The watchdog has been looking into whether Labour "unlawfully discriminated against, harassed or victimised people because they are Jewish".
In particular, it said it would determine whether unlawful acts have been committed by the party and its employees and whether the party responded to complaints of unlawful acts in a lawful, efficient and effective manner.
The inquiry was set up following complaints by the Campaign Against Anti-Semitism and the Jewish Labour Movement (JLM).
The Campaign Against Anti-Semitism said the new Labour leader must be judged by his actions and urged him to set out a clear timeline for overhauling the party's disciplinary procedures.
"The party must be forever changed after this episode so this can never happen again," it said. "Those responsible must be held to account if Sir Keir Starmer is to tear anti-Semitism 'out by its roots', as he has promised.
"The EHRC's report is a pivotal moment in this corrective process."

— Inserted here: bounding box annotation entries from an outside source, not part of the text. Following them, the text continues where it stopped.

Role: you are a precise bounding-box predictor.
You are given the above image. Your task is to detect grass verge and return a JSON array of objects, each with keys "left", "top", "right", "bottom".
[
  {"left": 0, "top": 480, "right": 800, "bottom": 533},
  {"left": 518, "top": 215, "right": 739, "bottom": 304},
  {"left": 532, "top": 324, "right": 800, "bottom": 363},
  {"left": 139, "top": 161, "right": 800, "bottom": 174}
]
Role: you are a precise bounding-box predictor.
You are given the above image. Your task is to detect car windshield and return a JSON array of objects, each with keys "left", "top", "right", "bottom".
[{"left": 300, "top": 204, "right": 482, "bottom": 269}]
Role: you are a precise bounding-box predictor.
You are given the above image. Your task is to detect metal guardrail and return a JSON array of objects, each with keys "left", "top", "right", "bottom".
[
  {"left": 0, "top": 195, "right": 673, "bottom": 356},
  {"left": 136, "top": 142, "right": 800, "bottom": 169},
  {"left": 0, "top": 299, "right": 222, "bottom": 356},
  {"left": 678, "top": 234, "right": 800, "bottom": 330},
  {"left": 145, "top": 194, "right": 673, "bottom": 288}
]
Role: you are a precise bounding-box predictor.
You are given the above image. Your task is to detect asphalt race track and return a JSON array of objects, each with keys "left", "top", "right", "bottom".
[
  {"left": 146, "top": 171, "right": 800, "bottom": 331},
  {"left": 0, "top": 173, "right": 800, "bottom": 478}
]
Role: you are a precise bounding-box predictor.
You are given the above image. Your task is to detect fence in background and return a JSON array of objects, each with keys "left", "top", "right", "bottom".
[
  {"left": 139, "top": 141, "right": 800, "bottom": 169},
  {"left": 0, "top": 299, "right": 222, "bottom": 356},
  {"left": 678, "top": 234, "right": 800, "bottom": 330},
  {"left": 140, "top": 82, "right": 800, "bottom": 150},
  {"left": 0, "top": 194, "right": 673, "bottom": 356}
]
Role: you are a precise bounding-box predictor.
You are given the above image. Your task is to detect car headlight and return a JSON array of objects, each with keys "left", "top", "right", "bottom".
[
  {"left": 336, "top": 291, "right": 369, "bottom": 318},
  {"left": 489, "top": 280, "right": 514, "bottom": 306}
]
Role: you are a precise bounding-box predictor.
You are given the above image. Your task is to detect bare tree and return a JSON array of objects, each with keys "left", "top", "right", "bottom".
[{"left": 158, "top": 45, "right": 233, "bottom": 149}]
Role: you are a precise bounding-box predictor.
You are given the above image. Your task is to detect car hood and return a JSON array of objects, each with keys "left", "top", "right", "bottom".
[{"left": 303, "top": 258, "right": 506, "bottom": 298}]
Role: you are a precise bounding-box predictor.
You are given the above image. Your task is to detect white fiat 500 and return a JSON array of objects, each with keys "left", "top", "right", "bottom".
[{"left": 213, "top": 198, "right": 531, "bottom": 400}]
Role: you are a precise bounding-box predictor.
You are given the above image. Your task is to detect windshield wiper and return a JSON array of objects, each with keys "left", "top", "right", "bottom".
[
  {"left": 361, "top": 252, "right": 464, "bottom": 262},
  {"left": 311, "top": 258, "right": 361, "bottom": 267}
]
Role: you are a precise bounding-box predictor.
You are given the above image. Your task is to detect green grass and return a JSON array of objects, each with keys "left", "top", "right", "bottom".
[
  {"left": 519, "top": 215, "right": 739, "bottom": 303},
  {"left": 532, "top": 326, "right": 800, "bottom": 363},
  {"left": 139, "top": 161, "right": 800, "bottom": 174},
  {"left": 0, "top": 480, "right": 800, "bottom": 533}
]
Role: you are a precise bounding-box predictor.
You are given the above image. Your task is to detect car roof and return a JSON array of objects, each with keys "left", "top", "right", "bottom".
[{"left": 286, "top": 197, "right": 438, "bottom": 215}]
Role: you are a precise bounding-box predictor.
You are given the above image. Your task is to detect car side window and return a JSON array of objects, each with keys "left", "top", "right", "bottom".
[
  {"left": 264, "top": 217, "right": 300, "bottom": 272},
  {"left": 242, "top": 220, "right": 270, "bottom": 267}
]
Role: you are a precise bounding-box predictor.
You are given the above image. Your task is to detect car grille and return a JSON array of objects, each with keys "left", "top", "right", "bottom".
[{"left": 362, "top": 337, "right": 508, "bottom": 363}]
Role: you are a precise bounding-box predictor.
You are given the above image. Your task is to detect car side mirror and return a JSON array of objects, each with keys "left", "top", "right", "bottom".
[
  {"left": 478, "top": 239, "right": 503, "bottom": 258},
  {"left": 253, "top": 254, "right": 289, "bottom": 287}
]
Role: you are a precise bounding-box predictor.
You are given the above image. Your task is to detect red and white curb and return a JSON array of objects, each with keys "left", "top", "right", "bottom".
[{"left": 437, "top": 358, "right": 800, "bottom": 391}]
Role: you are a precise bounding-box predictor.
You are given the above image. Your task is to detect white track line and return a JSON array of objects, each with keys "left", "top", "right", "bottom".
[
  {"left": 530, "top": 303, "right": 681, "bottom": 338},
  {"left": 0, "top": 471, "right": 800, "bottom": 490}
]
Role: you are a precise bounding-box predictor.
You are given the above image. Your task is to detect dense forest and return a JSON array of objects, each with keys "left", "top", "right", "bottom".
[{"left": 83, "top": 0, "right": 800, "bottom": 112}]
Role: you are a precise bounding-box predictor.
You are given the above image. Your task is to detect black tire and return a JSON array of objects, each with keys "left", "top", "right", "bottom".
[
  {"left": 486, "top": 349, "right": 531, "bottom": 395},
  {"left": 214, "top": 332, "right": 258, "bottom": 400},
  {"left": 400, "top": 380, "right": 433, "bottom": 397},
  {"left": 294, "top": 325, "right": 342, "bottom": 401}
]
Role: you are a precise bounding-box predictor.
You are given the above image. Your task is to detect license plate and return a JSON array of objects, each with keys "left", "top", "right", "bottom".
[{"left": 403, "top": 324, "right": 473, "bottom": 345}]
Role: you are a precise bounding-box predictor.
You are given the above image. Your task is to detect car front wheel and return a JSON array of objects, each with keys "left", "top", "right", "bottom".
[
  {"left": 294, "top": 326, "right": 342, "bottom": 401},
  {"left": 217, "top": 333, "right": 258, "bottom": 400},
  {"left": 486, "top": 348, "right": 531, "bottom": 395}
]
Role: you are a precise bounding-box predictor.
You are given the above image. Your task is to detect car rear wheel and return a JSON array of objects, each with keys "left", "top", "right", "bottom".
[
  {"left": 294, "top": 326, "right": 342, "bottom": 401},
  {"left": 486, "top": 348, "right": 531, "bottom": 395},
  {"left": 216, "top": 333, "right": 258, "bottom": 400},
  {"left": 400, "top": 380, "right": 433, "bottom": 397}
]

The JLM, which is officially affiliated to the Labour Party, said the report had to be the catalyst for an end to the "casual atmosphere of denial" in the party about anti-Semitism.
"As a third-party to the investigation, we have not had sight of the final report," it said.
"We hope that when it is published, it will provide the kind of impartial and independent scrutiny required to force the party to comply with its duties under the Equality Act and toward our members."